On cross-appeal, Phoenix and Patterson contend the trial court erred in denying their counterclaim for abuse of process. To prove their claim, Phoenix and Patterson had to demonstrate (1) use of a legal process, (2) in an improper or unauthorized manner, (3) causing damages as a result of the abuse. Fuller v. Local Union No. 106 of United Bhd. of Carpenters & Joiners, 567 N.W.2d 419, 421-22 (Iowa 1997).
For abuse of process to occur there must be use of the process for an immediate purpose other than that for which it was designed and intended. The usual case of abuse of process is one of some form of extortion, using the process to put pressure upon the other to compel him to pay a different debt or to take some other action or refrain from it.
Grell v. Poulsen, 389 N.W.2d 661, 663 (Iowa 1986). Proof of an improper motive by the party filing the lawsuit, even a malicious purpose, does not satisfy this element. Palmer v. Tandem Mgmt. Servs., Inc., 505 N.W.2d 813, 817 (Iowa 1993).
Phoenix and Patterson contend there was a conspiracy on the part of attorney Brick to force Phoenix to dispose of its products in Metro Waste's landfill at great cost to Phoenix. Brick represented the county, but also has represented the Metro Waste Authority in other matters, including a dispute with Phoenix. The trial court did not allow Phoenix and Patterson to call Brick as a witness, but accepted an offer of proof concerning his expected testimony. The court made express findings concerning the weight given the testimony about the alleged conspiracy. The court also considered the allegations the county threatened the DNR with legal action in order to force the DNR not to renew the BUD. The court found the evidence established "at most" the county "with bad intentions, carried the litigation to its ultimate conclusion."
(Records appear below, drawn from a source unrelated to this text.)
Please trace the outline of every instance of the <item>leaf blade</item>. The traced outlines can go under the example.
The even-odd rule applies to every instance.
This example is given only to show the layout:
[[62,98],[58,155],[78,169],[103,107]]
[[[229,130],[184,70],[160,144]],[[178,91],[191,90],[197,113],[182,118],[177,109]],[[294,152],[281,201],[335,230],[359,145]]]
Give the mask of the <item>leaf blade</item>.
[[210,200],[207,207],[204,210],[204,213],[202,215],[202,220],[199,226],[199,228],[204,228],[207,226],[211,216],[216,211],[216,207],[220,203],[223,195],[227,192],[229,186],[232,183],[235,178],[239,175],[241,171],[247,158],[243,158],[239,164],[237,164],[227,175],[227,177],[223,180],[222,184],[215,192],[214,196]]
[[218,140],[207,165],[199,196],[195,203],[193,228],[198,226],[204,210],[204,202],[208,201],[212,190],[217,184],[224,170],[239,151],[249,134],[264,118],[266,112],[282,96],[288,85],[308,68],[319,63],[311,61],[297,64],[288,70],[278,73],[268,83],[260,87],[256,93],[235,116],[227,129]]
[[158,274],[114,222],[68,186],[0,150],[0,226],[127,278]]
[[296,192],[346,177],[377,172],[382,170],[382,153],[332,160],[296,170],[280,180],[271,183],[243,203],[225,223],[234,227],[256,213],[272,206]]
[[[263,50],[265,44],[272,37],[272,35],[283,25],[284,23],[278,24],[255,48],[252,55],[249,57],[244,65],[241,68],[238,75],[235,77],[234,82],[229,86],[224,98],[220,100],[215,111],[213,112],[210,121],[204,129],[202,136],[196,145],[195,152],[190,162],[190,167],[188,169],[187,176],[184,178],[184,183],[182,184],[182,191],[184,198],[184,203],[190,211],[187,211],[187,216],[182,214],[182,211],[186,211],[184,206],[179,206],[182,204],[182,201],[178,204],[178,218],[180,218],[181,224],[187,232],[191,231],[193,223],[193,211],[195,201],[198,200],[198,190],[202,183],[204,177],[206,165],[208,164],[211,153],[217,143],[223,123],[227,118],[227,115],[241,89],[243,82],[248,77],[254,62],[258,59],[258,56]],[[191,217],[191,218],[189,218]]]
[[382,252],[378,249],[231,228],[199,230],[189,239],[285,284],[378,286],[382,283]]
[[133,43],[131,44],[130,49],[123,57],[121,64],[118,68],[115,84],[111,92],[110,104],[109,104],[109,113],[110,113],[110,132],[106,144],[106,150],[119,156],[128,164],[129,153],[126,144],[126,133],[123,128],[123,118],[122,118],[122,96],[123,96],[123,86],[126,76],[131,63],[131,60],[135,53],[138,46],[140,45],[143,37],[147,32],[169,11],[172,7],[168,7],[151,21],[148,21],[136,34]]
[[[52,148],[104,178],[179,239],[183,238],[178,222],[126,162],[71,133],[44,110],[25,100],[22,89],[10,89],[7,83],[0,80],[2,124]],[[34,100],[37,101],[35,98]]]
We agree with the trial court's conclusion the county's primary purpose in this litigation was to prevent Phoenix from applying what the county considered solid waste on Patterson's land in Madison County. The county's complaints to the DNR or threats of litigation were not the reasons the DNR failed to renew the BUD. The DNR determined not to renew the BUD because of the level of oversight required. None of the allegations concerning attorney Brick, even if proved, would establish the lawsuit was "to secure some collateral advantage not properly includable in the process itself" or was "a form of extortion in which a lawfully used process is perverted to an unlawful use." See id. The trial court did not err in dismissing this counterclaim.
G. Slander of Title.
On cross appeal, Patterson contends the court erred in dismissing his counterclaim for slander of title for failure to prove malice. The elements of a slander of title action are: "(1) an uttering and publication of slanderous words; (2) falsity of those words; (3) malice; (4) special damages to the plaintiffs; and (5) an estate or interest of the plaintiff in the property slandered." Brown v. Nevins, 499 N.W.2d 736, 738 (Iowa Ct. App. 1993).
The trial court considered the newspaper articles, news stories, and statements by county officials and their experts concerning the fill operation on Patterson's land. It found "while not all of the statements attributed to the [county's] agents were completely true, Patterson has failed to establish . . . any of the statements were made with malice."
The county correctly contends actions for slander of title must relate to the title, not merely to the condition or quality of the land. See, e.g., id. at 737 (filing an affidavit in support of forfeiture of a real estate contract); Hagan v. Liberty Loan Corp., 423 N.W.2d 886, 888 (Iowa Ct. App. 1988) (altering deed). While we may affirm a trial court on any ground raised at trial, even if it was not a basis for the court's decision, it does not appear to us this ground was raised at trial. See Fencl v. City of Harpers Ferry, 620 N.W.2d 808, 811-12 (Iowa 2000). Consequently, we do not consider it.
The trial court correctly concluded the statements complained of do not rise to the level of malice. They discuss the lawsuit, the county's position on the propriety of the fill operation and the material used, and the county's view of the detrimental effects on the environment. We affirm the trial court's dismissal of this claim.
Having found no error in the trial court's ruling, we affirm both on appeal and on cross appeal.
AFFIRMED ON APPEAL AND CROSS APPEAL.